Herziening Warmtewet eindelijk door de Tweede Kamer

De “oude” Warmtewet

De Warmtewet trad op 1 januari 2014 in werking. Het doel van de warmtewet is het beschermen van kleine verbruikers van warm water en warm tapwater tegen machtsmisbruik van leveranciers van warmte. Onder verbruikers werden verstaan zelfstandige huishoudens, en verbruikers in het midden- en kleinbedrijf aan wie warmte wordt geleverd via stadsverwarming, blokverwarming of via een warmte-koudeopslag. De leverancier levert via een warmtenet warmte aan de verbruiker. De leverancier kon een verhuurder van woonruimte (in een complex) of van bedrijfsruimte (zoals een bedrijfsverzamelgebouw) zijn. Op de leverancier rust een aantal vergaande verplichtingen, waaronder dat zij maximaal het tarief in rekening mogen brengen dat door de ACM is vastgesteld, en de verplichting om een warmteleveringsovereenkomst aan te gaan met verbruikers.

Kritiek

Er kwam van alle kanten kritiek op de wet. Zo bleek de wet geen rekening te houden te houden met het huurrecht, waardoor volstrekt onduidelijk was of en hoe de wet toegepast moest worden in huursituaties. Verhuurders die tevens leverancier van warmte waren (denk aan een complex van een woningcorporatie met blokverwarming) en dus onder de Warmtewet vielen, moesten  naast een huurovereenkomst tevens een warmteleveringsovereenkomst aangaan op grond van de Warmtewet. De huurder was namelijk niet alleen huurder maar  ook “verbruiker” op grond van de Warmtewet. Daardoor is niet duidelijk of het huurrecht moet worden toegepast of de Warmtewet of beide. Rechters blijken daar verschillend over te oordelen. Er heerste ook grote onduidelijkheid over de instantie die zich moest buigen over geschillen aangaande de kosten van warmtelevering: de huurcommissie of een zelfstandige geschillencommissie?

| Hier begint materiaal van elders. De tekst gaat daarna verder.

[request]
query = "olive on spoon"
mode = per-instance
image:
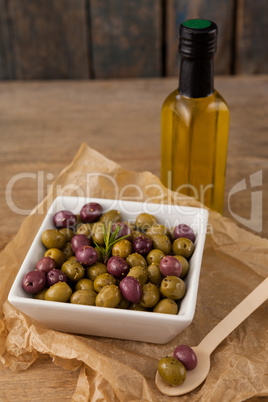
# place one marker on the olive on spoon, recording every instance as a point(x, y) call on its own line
point(212, 340)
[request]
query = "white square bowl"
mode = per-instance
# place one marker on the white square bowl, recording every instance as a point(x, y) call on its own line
point(111, 322)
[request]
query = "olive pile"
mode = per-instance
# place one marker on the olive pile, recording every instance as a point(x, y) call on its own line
point(173, 368)
point(95, 258)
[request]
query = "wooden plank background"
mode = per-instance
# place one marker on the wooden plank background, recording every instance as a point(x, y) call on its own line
point(72, 39)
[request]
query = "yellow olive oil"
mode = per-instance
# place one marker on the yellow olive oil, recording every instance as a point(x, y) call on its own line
point(194, 127)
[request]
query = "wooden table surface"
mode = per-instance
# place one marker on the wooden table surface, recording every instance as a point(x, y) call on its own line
point(42, 125)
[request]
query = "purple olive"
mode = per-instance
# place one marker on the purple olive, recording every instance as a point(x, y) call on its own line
point(117, 267)
point(142, 245)
point(91, 212)
point(34, 282)
point(45, 264)
point(186, 356)
point(124, 230)
point(170, 266)
point(64, 219)
point(56, 275)
point(183, 230)
point(79, 241)
point(86, 255)
point(131, 289)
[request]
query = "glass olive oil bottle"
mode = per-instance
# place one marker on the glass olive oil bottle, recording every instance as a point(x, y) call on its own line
point(195, 121)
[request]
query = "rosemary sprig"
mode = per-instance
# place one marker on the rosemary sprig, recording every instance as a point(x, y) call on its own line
point(110, 238)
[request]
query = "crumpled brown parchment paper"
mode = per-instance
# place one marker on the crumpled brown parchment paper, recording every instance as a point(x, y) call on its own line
point(234, 263)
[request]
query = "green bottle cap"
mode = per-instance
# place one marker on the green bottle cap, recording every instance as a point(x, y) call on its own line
point(196, 24)
point(198, 38)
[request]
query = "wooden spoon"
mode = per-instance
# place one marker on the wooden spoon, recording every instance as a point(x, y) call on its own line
point(213, 339)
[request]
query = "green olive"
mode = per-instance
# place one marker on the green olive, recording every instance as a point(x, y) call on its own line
point(85, 228)
point(72, 258)
point(52, 238)
point(161, 242)
point(103, 280)
point(131, 225)
point(112, 216)
point(155, 256)
point(144, 221)
point(157, 229)
point(166, 306)
point(135, 259)
point(183, 246)
point(68, 251)
point(150, 295)
point(100, 255)
point(98, 233)
point(137, 307)
point(172, 371)
point(60, 292)
point(173, 287)
point(135, 234)
point(122, 248)
point(67, 233)
point(109, 296)
point(154, 274)
point(73, 270)
point(139, 273)
point(57, 255)
point(184, 264)
point(84, 284)
point(95, 270)
point(83, 296)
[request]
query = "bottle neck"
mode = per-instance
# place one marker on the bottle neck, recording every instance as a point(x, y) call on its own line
point(196, 77)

Zo zijn er veel meer knelpunten, simpelweg veroorzaakt door slechte, onvoldoende doordachte wetgeving.

Evaluatie en herziening warmtewet

De minister heeft vlak na de inwerkingtreding van de Warmtewet aangekondigd deze te evalueren. In februari 2016 verscheen een evaluatierapport, dat voorzag in een groot aantal suggesties ter verbetering van de Warmtewet. Op 22 mei 2017 is een wetsvoorstel tot herziening van de Warmtewet ingediend. Onderdeel van het wetsvoorstel is dat verhuurders die tevens warmte leveren aan hun huurders niet meer (volledig) onder de Warmtewet zullen vallen. Dit is voornamelijk het geval bij woningcomplexen met blokverwarming (één centrale gasgestookte Cv-installatie). En daar zijn er heel veel van in ons land. Dat betekent dat de wijze van afrekenen van warmtekosten in dergelijke complexen weer gewoon volgens de gebruikelijke gang van zaken in het huurrecht zal plaatsvinden: afrekening op basis van de werkelijke kosten (van gaslevering) waarbij die kosten naar (gemeten of geschat) verbruik onder de complexbewoners worden verdeeld met de toepassing van eventuele correctiefactoren. Het maximumtarief per GJ is dan niet meer van toepassing. Hetzelfde geldt voor VvE’s die warmte leveren aan de appartementseigenaren: afrekening op basis van de werkelijke kosten en niet op basis van een wettelijk maximumtarief. Ook gemengde VvE’s (complexen waar zowel eigenaren als huurders wonen) zijn in het wetsvoorstel uitgezonderd van de werking van de Warmtewet.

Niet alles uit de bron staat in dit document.